The U.S. Food and Drug Administration has proposed on Apr. 7 a series of regulatory reforms for its 2027 budget, including making the rare pediatric disease priority review voucher program permanent and introducing a new pathway to simplify the start of Phase 1 clinical trials.
The FDA's proposal comes as President Donald Trump has allotted $7.23 billion for the agency in 2027, marking a $232 million increase from the previous year. This funding boost stands out against an overall Department of Health and Human Services budget reduction of 12% to $111.1 billion.
FDA Commissioner Marty Makary said in his letter accompanying the proposal that these changes are intended to move the agency "from a reactionary system to a proactive system." He outlined plans for new pathways that would expedite drug development, enhance national security, and promote "radical transparency."
A key reform is making permanent the rare pediatric disease priority review voucher program, which was first enacted in 2012 to encourage companies to develop treatments for rare childhood diseases by offering expedited product reviews as rewards. The program has faced interruptions due to lapses in Congressional renewal, most recently sunsetting at the end of 2024 before being restarted in September 2025.
Another major initiative is a proposed "clinical trial notification pathway" aimed at reducing duplicative requirements associated with launching Phase 1 trials under the current Investigational New Drug application process. The FDA said this alternative would help smaller companies by lowering barriers while maintaining safety standards and could reduce costs for drug development.

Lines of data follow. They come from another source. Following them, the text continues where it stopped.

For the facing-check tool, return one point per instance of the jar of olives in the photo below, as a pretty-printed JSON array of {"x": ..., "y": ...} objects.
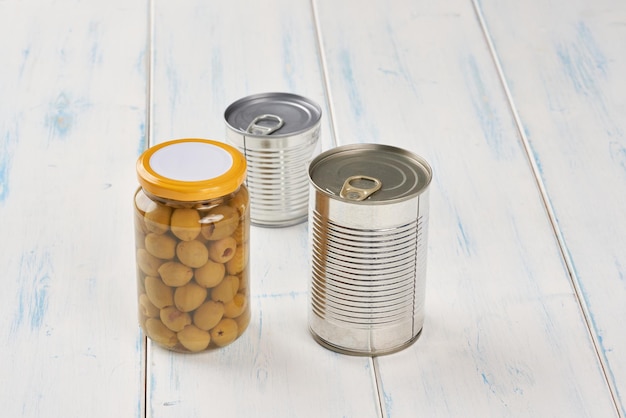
[{"x": 192, "y": 227}]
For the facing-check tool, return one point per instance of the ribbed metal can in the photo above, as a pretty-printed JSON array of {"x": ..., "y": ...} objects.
[
  {"x": 368, "y": 212},
  {"x": 278, "y": 133}
]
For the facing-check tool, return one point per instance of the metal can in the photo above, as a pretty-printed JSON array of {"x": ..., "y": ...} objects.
[
  {"x": 368, "y": 235},
  {"x": 278, "y": 134},
  {"x": 192, "y": 227}
]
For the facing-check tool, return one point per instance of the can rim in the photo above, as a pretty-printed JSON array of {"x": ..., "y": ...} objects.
[
  {"x": 316, "y": 121},
  {"x": 420, "y": 161}
]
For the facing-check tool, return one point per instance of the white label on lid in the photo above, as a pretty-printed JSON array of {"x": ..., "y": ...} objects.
[{"x": 191, "y": 161}]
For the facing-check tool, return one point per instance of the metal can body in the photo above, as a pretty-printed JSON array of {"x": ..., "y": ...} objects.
[
  {"x": 278, "y": 134},
  {"x": 368, "y": 236}
]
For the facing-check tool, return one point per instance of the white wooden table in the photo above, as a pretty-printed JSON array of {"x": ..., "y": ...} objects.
[{"x": 519, "y": 106}]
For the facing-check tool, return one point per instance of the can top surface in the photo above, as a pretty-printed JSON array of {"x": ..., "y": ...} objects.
[
  {"x": 191, "y": 169},
  {"x": 276, "y": 114},
  {"x": 370, "y": 173}
]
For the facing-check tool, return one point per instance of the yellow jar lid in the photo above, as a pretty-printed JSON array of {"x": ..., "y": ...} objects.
[{"x": 191, "y": 169}]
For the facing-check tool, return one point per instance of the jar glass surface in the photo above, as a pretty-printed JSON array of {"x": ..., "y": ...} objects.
[{"x": 193, "y": 281}]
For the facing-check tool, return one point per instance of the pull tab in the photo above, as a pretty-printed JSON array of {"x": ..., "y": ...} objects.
[
  {"x": 351, "y": 192},
  {"x": 255, "y": 129}
]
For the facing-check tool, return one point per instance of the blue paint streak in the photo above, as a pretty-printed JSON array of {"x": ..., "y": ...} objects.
[
  {"x": 583, "y": 62},
  {"x": 288, "y": 67},
  {"x": 485, "y": 111},
  {"x": 33, "y": 294},
  {"x": 61, "y": 116},
  {"x": 6, "y": 155},
  {"x": 350, "y": 84}
]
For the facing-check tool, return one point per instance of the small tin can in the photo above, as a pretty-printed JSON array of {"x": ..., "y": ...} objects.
[
  {"x": 368, "y": 237},
  {"x": 278, "y": 134},
  {"x": 192, "y": 227}
]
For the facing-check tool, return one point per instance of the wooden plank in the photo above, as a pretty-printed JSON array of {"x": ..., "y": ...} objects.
[
  {"x": 72, "y": 116},
  {"x": 207, "y": 55},
  {"x": 564, "y": 64},
  {"x": 504, "y": 334}
]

Makary previously raised concerns about regulatory burdens driving early-stage studies overseas and suggested adjustments such as lower user fees for companies conducting Phase 1 studies domestically versus higher fees abroad.
Additionally, the FDA plans to expand its rejection disclosures by amending regulations so it can share information on deficiencies found in rejected drugs or biologics applications. Last year, more than 200 complete response letters were released publicly; moving forward, these rejections will be made available in real time.